Visible-light-induced copper-mediated reversible deactivation radical polymerisation without additional photocatalysts

Abstract

Photochemistry mediated by visible light is attractive as it avoids the limitations of higher energy UV light. Photo-induced copper-mediated reversible deactivation radical polymerisation (photo Cu-RDRP) typically requires both a copper catalyst and a separate photocatalyst (PC) to exploit lower energy irradiation. However, by covalently anchoring a PC to another reagent, dual functionality can be established. Herein, a simiplified approach is demonstrated using a modified commerically available dye as an initiator and PC simultaneously. A visibly fluorescent and highly absorbing dye, Hostasol Yellow, is chemically incorporated into a polymer following irradiation under six different UV and visible light wavelengths, resulting in high monomer conversion (>90%) and polymers with low dispersity (≤1.13). The wavelength-dependent behaviour of the dye was probed, reaffirming a mismatch between reactivity and absorptivity.
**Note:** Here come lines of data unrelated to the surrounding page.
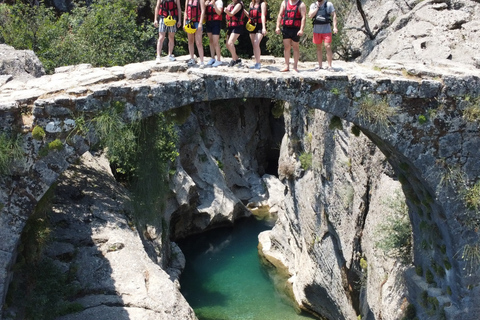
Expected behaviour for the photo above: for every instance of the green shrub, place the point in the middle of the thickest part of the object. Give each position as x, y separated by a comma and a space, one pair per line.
395, 235
306, 160
277, 109
38, 133
472, 111
424, 298
422, 119
374, 111
410, 312
55, 145
10, 151
363, 264
104, 34
447, 264
335, 91
419, 270
355, 131
335, 123
471, 197
179, 115
429, 277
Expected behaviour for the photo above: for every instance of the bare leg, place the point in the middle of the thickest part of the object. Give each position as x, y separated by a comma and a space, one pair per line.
296, 54
328, 47
161, 37
231, 45
198, 41
256, 39
211, 45
171, 42
286, 53
216, 45
191, 45
320, 54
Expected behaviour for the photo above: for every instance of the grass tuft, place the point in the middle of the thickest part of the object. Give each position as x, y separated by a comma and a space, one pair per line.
10, 151
306, 160
376, 112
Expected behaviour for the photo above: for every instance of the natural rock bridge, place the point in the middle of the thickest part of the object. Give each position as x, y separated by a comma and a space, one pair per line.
427, 137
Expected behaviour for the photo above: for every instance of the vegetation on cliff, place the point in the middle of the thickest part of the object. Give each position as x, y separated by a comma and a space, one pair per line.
107, 33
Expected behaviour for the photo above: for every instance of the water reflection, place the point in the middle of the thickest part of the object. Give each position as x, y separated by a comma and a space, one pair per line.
224, 278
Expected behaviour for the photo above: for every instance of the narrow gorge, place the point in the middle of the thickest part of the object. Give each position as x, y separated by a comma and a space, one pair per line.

Kinetic studies show high monomer conversions within just a few minutes, with good end-group fidelity confirmed by in situ chain extension and matrix-assisted laser desorption/ionization time-of-flight (MALDI-ToF). The versatility of this PC initiator was extended to give a wide variety of molecular weights (2700–420 000 g mol⁻¹) and different hydrophobic, hydrophilic and semi-fluorinated polyacrylates.